Mobilisés pour deux mois

"Deux cadres hygiénistes, deux infirmières diplômées d’État puéricultrices, un médecin pédiatre", sont mobilisés depuis "le 17 octobre 2016, pour une durée de deux mois", informe l'arrêté. Ils sont "affectés auprès du directeur général de l'agence régionale de santé de Guyane".

Au lendemain de l'annonce du cinquième décès, l'ARS avait affirmé que "des mesures avaient été mises en place" suite aux quatre premiers décès "sur la base d'un premier rapport d'inspection afin d'interrompre la transmission de ce germe retrouvé très fréquemment dans l’environnement". Mais "la survenue de ce nouveau cas, les premiers résultats bactériologiques du Centre national de référence ainsi que les constats préliminaires" d'une mission d’enquête "conduisent à renforcer significativement  toutes les mesures d'hygiène déjà mises en place", avait informé l'ARS.

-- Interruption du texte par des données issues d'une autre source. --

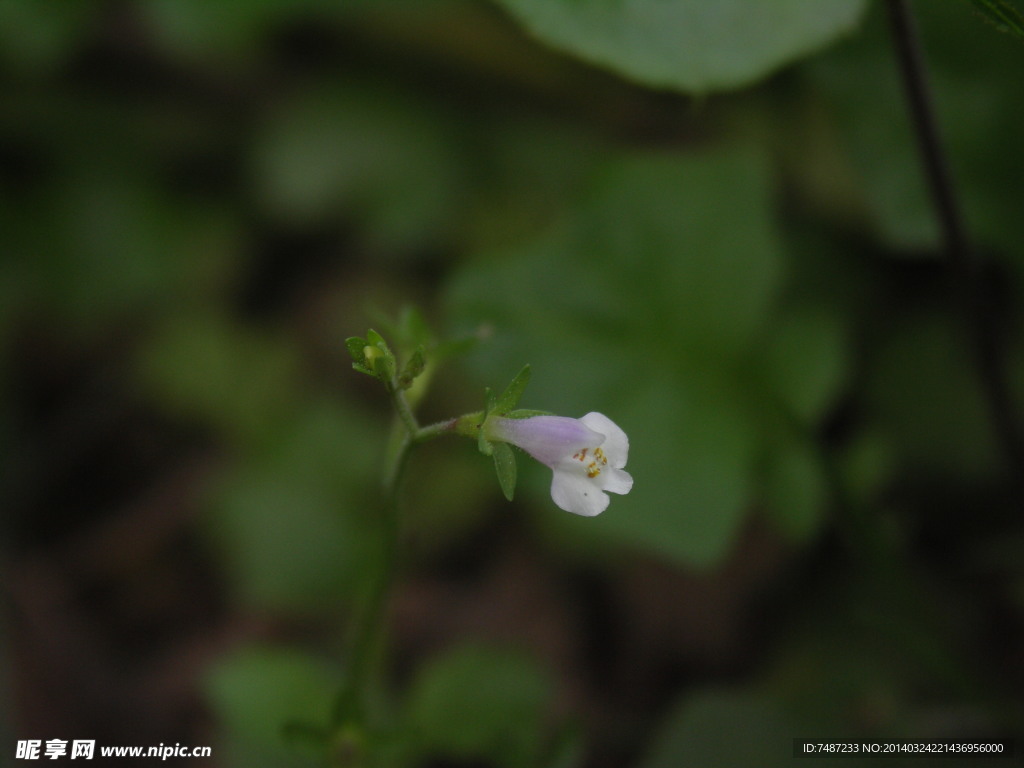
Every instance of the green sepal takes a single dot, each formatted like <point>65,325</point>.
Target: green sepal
<point>512,392</point>
<point>481,441</point>
<point>413,368</point>
<point>356,348</point>
<point>525,413</point>
<point>505,466</point>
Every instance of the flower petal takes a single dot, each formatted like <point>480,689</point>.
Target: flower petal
<point>617,480</point>
<point>616,444</point>
<point>578,494</point>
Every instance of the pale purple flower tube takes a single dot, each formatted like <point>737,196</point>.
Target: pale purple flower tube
<point>586,456</point>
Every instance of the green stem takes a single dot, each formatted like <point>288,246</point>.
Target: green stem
<point>402,408</point>
<point>350,710</point>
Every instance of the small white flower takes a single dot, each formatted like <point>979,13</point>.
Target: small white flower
<point>587,456</point>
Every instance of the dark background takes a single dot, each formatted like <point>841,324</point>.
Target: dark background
<point>199,203</point>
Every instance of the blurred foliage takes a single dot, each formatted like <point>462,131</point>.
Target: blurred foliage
<point>214,195</point>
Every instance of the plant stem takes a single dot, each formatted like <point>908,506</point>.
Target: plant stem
<point>369,627</point>
<point>979,317</point>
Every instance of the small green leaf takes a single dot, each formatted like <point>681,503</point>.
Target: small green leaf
<point>357,349</point>
<point>481,441</point>
<point>525,413</point>
<point>691,45</point>
<point>354,344</point>
<point>512,392</point>
<point>505,466</point>
<point>379,357</point>
<point>414,367</point>
<point>1001,14</point>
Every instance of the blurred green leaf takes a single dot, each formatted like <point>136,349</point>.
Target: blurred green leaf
<point>207,368</point>
<point>256,692</point>
<point>805,361</point>
<point>795,484</point>
<point>372,154</point>
<point>1003,14</point>
<point>688,44</point>
<point>293,524</point>
<point>923,390</point>
<point>479,702</point>
<point>40,37</point>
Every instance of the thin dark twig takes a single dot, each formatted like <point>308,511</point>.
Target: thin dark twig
<point>980,317</point>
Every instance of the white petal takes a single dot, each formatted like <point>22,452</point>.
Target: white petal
<point>578,494</point>
<point>616,480</point>
<point>616,444</point>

Un hôpital déjà dans la tourmente

Cet épisode épidémique intervient dans un contexte budgétaire et humain très dégradé au CHAR, plus grand établissement de soins de la Guyane qui enregistre 3.000 naissances par an. Fin mars, pour répondre aux récriminations du personnel soignant, Marisol Touraine avait annoncé la mise en place "d'une administration provisoire immédiate" à la tête du CHAR pour six mois renouvelables.

Selon l'un des administrateurs provisoires, Pierre Lesteven, conseiller général des établissements de santé auprès du ministère, l'établissement cumule "8 millions d'euros de déficit", "30 millions d’euros" de dettes fournisseurs, et "2 millions d’euros" d'actes médicaux non payés.